Text Size

Do-It-Yourself Podcast Failure Prevention Transcript
1-a Failure Is Not an Option
(Bolden) As a former astronaut and the current NASA Administrator, I'm here to tell you that American leadership in space will continue for at least the next half-century because we have laid the foundation for success -- and, for NASA, failure is not an option.

2-a Meet Torey Long
(Long) My name is Torey Long, and I'm a materials engineer at NASA's Kennedy Space Center in the Materials Failure Analysis Laboratory. My job is to investigate failure, which just means that I figure out why things break. We like to think of ourselves as NASA's version of a detective, but instead of investigating crime, we investigate failure.

3-a What Is Failure?
(Long) Failure occurs when a product doesn't do what it was designed to do.

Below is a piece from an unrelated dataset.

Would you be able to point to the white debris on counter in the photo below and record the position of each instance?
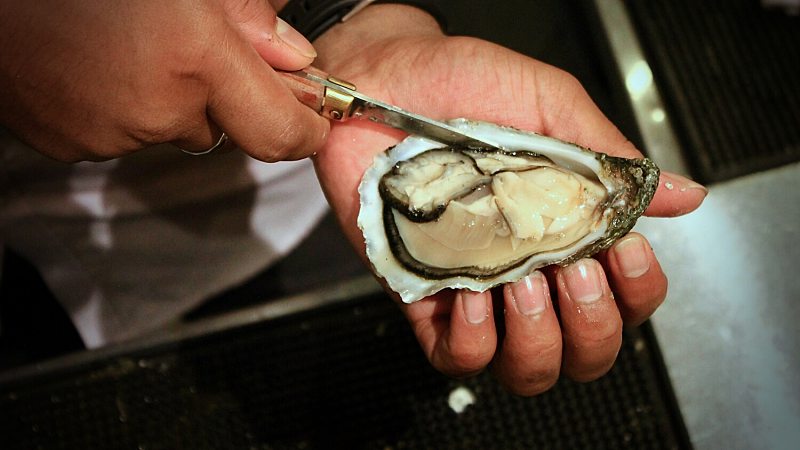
(460, 398)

Even if a product works but not as well as intended, then this could be called a failure. Failure can be due to something obvious, like a crack, or it can be more subtle. Let's take a computer as an example. A computer could fail due to a hardware problem, which you could test or inspect for, or it could be due to a software problem, which you would need someone who's familiar with programming to go through the code and find out the problem. Failures can also, many times, be due to a lot of different reasons that come together all at once to cause a failure. And these failures can be a lot more difficult to investigate.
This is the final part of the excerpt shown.